The site of the first Denbigh Parish Church nearer the river was abandoned permanently around 1686. Eighteenth and nineteenth century cartographers depicted the area as undeveloped woods and farmland, a condition in which it remained until the 1970s when the Shenks constructed their modern residence near the original church site.

== Later site, 1686-current ==
A new structure no larger than the first (known as the second Denbigh Parish Church) was built by 1686 about 2 miles WNW from the original site, reflecting shifting population densities.

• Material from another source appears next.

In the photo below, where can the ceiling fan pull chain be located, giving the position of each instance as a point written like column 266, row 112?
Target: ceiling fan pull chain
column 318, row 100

A third frame structure for Warwick Parish (known as the third Denbigh Parish Church) was rebuilt on the later site about 1774. The second church site and third church building were visited by Bishop William Meade in 1854. He lists some of the earlier ministers in his chronicles:
- 1635, Rev. Thomas Butler, Rev. George White
- Prior to 1647, Rev. James Backler
- 1647, Rev. John Phillips
- 1680, Rev. John Lawrence
- 1688–1696, Rev. Cope D'oyley (who left to serve as rector at Bruton Parish Church from 1697 to 1702)
- 1714–1723, Rev. James Schlater
- 1754, Rev. Roscow Cole, son of William Cole (burgess)
- 1758, Rev. Thomas Davis
- 1773–1776, Rev. William Hubard
- 1785–1786, Rev. William Bland
- 1787, Mr. John Wood, Rev. Camm

=== Baptist Use ===
The Anglican Church (Church of England), which had been the state-established church in Virginia since 1609, waned dramatically after the end of the American Revolution in 1783. Congregations generally withered away or reorganized under other denominations. (The Anglican church in America itself reorganized as 'Episcopal' in 1789, without affiliation to the English crown.) Bishop Meade acknowledges the use by 'other denominations' in his 1854 visit chronicles. The church histories of the early Grafton Baptist Church and Denbigh Baptist Church corroborate a Mr. Matthew Wood leaving the former around 1796 to serve the later congregation in Denbigh, which suggests a 1796 date for initial Baptist use, which would be logically supported by Virginia's 1786 Statue of Religious Freedom and 1802 Glebe Act around that same time. Baptists are firmly documented to have been on the site by 1834. The site would also be overlappingly referred to as "Tenderbranch" from 1774 to 1833 (referring to the tender of the colonial-era gristmill 1/3 mile away, later known as Young's Mill), and "Warwick Church" from 1810 to 1881. In modern times, this later site is known as Denbigh Baptist Church and is located at 13010 Mitchell Point Road, where the current historical marker is erected.

The sites were listed on the National Register of Historic Places in 1982.